Dit is ook erg belangrijk bij de negatieve kaarten, want daar heb je als speler die als eerste past het voordeel dat je als enige speler geen geld hoeft in te leveren. Je zou er dus voor kunnen kiezen om de prijs van het niet krijgen van de negatieve kaart een beetje op te drijven om vervolgens je verlies te nemen. Jij hebt dan wat meer geld om in de volgende rondes op goede kaarten te bieden.
Het is wel zo natuurlijk dat je niet precies weet wanneer het spel ten einde is, dit is namelijk afhankelijk van de groene die willekeurig open worden gedraaid. Je weet daardoor ook niet echt wat er nog in het spel zit, wat er nog aan komt. Je kan denken ‘ik neem die min vijf puntenkaart wel, want de negen komt er toch nog aan’, maar die negen komt helemaal niet, want de beurt hierna wordt de vierde groene kaart open gedraaid. Dit element van willekeur zorgt er dus voor dat je niet heel goed kunt inschatten wat de waarde van de kaarten is op het moment dat ze worden opengedraaid. Een drie kan heel belangrijk zijn als de groene kaarten vroeg in het spel komen, terwijl als het spel langer duurt drie punten misschien niet zo de moeite waard zijn om op te bieden.

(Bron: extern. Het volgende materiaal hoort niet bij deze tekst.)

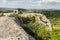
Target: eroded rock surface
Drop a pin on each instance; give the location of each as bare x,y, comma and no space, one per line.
10,29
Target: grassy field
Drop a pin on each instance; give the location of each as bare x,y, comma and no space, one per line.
39,32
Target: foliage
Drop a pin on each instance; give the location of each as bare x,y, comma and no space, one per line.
40,30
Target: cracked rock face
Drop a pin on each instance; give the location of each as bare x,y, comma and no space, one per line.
10,30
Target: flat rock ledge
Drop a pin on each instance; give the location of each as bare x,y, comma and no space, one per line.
11,30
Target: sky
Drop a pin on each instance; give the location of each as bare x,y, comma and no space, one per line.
30,4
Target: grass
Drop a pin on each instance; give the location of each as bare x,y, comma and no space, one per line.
40,29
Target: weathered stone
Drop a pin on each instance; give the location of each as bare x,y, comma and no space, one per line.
10,29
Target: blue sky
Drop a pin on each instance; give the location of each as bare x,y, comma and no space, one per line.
30,4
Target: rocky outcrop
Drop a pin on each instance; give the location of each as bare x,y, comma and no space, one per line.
11,29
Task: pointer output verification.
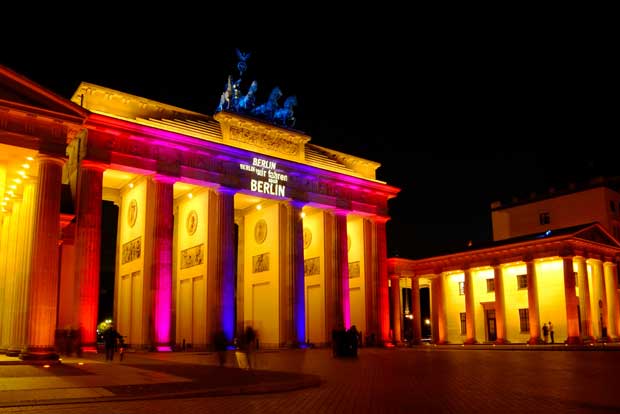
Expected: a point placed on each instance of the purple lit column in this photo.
(161, 271)
(298, 288)
(532, 303)
(585, 306)
(500, 309)
(417, 314)
(226, 260)
(572, 318)
(470, 318)
(343, 317)
(43, 285)
(88, 250)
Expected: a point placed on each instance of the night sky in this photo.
(457, 118)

Ikzelf vind dit juist wel spannend, maar ik kan me voorstellen dat je daardoor de einduitkomst in het spel iets te veel van geluk vindt afhangen.
Het spel is erg eenvoudig. De regels heb je zo uitgelegd en het spel speelt reuze snel, maar door die twists van het bieden om negatieve kaarten niet te krijgen, het bij moeten leggen van geldkaarten in plaats van het bieden van een zelfgekozen bedrag en de regel dat je niet mee mag doen om de overwinning als je het minste geld over hebt aan het eind maakt High Society een waanzinnig interessant en leuk spel.
Dit kleine doosje met mooie illustraties heeft me tot nu toe al heel wat spelplezier gebracht en ik ben blij dat Osprey Games dit oudere spel weer eens onder de aandacht heeft gebracht. Een spel dat niet mag ontbreken in de collectie van menig spellenliefhebber.